His English opera "Domenica" was produced at Drury Lane in 1838, but this was unsuccessful; his oratorio Paradise Lost (op. 125; for soloists (SSAATTTBB), chorus (SATB) and orchestra.), published in 1857, had more critical success although apparently few performances.

His Mass in D appeared in 1843: a reviewer wrote, "This is the composition of an amateur, and evidently one who has studied in the right school... it is by no means a discreditable work, nor undeserving of attention. The Kyrie is well conceived, but contains many passages that remind us of Haydn.... The fugue, Cum Sancto Spiritu is well written, but smacks rather much of Mozart's spirited effusions to the same words. The same may be said of the Credo, and following movements...."

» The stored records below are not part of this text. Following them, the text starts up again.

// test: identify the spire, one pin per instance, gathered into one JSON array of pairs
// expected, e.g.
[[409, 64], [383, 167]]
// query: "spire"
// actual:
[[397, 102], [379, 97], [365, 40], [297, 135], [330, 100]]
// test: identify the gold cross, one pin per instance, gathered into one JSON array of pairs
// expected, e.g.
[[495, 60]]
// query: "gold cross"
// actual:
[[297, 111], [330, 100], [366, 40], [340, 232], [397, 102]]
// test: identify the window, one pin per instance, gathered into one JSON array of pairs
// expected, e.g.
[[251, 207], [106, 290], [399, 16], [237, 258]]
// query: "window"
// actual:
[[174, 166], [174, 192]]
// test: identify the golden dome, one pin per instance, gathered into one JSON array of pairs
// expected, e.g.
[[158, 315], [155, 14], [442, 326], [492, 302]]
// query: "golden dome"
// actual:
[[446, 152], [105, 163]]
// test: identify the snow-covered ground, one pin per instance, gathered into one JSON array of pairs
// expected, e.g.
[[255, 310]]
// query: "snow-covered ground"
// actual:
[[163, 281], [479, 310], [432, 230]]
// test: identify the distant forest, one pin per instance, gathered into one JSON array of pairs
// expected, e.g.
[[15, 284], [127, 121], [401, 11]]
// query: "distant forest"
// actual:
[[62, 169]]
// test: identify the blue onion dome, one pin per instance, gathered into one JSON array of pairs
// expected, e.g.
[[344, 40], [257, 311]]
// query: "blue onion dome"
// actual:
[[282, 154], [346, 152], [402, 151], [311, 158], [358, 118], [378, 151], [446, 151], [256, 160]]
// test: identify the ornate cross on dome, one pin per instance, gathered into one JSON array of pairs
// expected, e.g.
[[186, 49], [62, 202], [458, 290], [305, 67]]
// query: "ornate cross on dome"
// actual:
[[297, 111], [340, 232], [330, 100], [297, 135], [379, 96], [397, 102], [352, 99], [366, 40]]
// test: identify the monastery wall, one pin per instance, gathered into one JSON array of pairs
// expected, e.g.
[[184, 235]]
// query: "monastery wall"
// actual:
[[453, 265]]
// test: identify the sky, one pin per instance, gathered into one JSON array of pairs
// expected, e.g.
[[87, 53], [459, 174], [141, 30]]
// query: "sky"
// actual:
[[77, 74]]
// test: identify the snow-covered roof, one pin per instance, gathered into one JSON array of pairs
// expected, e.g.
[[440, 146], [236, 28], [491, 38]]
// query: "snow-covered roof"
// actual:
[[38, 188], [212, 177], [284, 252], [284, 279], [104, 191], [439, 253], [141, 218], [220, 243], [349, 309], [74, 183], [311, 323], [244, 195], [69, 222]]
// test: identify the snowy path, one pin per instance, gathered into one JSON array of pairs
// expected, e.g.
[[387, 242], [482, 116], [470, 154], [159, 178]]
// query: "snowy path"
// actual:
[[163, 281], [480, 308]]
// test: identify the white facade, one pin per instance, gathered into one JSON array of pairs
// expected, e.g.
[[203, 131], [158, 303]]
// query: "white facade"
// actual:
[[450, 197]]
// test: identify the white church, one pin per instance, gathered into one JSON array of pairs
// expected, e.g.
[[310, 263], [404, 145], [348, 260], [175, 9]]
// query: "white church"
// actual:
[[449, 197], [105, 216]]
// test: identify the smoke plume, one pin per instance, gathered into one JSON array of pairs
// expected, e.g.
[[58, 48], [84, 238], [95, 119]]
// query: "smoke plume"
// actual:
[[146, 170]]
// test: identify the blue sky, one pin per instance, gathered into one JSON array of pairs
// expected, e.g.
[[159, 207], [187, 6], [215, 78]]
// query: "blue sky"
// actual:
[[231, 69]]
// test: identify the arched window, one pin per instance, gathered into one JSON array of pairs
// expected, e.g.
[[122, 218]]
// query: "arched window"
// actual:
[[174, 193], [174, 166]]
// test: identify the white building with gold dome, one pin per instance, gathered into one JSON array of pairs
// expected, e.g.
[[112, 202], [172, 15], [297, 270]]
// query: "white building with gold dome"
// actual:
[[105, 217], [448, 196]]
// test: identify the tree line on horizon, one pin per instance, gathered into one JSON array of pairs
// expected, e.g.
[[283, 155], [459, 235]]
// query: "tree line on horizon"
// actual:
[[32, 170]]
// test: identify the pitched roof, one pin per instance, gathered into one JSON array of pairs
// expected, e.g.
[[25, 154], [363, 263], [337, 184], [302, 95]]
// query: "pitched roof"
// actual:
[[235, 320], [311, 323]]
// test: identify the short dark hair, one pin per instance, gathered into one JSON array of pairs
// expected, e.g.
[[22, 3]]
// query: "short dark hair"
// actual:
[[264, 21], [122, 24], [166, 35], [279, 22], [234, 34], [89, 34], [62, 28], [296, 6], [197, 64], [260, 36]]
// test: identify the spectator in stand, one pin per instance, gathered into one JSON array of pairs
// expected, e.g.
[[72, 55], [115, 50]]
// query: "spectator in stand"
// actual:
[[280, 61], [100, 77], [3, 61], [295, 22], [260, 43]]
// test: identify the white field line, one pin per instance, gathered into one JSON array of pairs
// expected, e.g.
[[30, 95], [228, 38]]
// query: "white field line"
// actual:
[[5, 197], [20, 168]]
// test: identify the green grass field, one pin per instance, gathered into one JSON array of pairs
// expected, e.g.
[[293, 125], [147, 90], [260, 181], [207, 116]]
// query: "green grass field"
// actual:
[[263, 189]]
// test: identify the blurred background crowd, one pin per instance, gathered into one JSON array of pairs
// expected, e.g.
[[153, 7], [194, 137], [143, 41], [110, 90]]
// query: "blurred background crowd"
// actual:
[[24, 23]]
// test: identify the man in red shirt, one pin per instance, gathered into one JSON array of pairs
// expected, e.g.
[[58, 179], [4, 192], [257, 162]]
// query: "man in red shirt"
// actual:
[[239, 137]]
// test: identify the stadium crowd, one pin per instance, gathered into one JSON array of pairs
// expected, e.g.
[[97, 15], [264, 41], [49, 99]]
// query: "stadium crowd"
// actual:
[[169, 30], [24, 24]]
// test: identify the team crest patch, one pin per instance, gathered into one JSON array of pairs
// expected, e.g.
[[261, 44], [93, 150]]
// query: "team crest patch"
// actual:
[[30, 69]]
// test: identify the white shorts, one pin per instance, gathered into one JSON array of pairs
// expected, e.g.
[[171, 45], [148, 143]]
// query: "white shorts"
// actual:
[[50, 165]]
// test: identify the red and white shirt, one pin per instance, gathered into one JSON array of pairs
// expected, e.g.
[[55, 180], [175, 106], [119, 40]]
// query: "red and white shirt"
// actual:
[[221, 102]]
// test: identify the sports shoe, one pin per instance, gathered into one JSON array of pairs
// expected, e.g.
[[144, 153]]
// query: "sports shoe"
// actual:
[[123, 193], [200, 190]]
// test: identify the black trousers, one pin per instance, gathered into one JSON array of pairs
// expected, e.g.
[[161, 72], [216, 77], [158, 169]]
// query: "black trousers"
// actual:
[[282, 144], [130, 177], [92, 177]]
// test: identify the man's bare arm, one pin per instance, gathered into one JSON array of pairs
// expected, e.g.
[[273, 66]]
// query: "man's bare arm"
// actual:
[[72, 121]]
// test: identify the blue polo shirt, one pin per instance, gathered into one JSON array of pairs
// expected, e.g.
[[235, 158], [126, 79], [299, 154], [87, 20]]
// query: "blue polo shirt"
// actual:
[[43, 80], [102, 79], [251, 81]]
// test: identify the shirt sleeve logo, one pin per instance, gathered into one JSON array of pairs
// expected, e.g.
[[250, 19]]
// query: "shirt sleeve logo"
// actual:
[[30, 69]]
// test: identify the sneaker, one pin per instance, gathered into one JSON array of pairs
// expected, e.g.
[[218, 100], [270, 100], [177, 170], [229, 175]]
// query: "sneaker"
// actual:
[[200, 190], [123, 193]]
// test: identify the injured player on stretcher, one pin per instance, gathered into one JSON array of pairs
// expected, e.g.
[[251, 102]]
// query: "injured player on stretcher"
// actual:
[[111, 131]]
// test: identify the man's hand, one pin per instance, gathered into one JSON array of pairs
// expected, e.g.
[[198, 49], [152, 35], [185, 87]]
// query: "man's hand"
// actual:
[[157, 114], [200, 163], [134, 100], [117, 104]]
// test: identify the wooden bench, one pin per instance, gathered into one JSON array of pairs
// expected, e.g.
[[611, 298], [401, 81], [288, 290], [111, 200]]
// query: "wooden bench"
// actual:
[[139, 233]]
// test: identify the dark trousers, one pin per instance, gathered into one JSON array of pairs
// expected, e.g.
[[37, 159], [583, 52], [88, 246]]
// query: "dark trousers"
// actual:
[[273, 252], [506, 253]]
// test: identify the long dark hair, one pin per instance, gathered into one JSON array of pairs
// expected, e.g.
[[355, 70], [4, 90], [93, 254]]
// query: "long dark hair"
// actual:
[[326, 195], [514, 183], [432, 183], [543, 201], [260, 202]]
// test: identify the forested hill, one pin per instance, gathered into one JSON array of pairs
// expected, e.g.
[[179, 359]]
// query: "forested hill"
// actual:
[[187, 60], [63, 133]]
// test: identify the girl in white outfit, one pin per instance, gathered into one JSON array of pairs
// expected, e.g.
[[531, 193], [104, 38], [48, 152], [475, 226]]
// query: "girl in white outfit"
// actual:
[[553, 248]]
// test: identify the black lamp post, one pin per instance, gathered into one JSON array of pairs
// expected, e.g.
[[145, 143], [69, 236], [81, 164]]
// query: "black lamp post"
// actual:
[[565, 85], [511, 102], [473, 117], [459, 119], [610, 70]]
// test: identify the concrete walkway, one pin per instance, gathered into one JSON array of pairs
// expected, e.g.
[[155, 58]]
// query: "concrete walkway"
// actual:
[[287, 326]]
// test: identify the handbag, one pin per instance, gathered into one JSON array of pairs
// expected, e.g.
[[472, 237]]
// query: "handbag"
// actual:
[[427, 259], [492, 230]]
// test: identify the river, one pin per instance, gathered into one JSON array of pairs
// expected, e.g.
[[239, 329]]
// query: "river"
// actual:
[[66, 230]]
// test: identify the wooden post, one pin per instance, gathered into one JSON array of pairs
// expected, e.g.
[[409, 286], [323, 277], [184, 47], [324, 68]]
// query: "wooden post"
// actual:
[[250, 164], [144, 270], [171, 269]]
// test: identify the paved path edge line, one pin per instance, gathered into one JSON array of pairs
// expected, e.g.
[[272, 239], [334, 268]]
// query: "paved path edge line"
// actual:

In 1835 and 1838 the Catch Club awarded him prizes for glees; he was involved with choral and vocal composition throughout, but his major contribution was in the realm of chamber music.

In 1855 he entertained Richard Wagner in London. In his memoirs Wagner accorded Ellerton "a pleasant and dignified who was a poet, a music-lover and alas, a composer to boot". Ellerton introduced himself to Wagner at one of the Philharmonic Society concerts and hoped that Wagner's presence in London 'might help to counterbalance the overesteem accorded to Mendelssohn.' Ellerton was, according to Wagner, the sole Englishman who was willing to honour him with a social invitation, an event during which Ellerton got so drunk that he had to be conducted homeward by two men at each shoulder, 'for he would scarcely have been capable of proceeding very far down the street on his own.'

Ellerton died at his home in Connaught Place, Hyde Park, London, in 1873.

An obituary in The Musical World commented that "This admirable English amateur... was more of a musician than many who make music their exclusive study.... Mr. Ellerton was an assiduous student and prolific worker in his art, to which he contributed in every style and every department of composition."

==Compositions==
His musical output includes
- Six symphonies
  - No. 3 "Wald-Symphonie", op. 120, D minor (ca. 1857)
- Approximately fifty string quartets (sources quote numbers ranging from 44 to 55. At least 20 were published during his lifetime and the manuscript parts of a further 28 unpublished quartets are in the library of London's Royal College of Music).
- A string quintet, opus 100, in F minor (string quartet + cello)
- 9 Operas:
  - (in English)
    - Domenica (premiered 7 June 1838, London, Drury Lane)
    - The Bridal of Triermain (1831, not performed?)
  - in German:
    - Lucinda

His string quartet opus 122 received a performance in 1852. The composition's mostly negative review was republished in the Boston journal Dwight's Journal of Music.

He also produced two books of poetry, "The Bridal of Salerno" (1845) and "The Elixir of Youth" (1864). The latter features a short poem, possibly self-referential, entitled "Neglected Genius".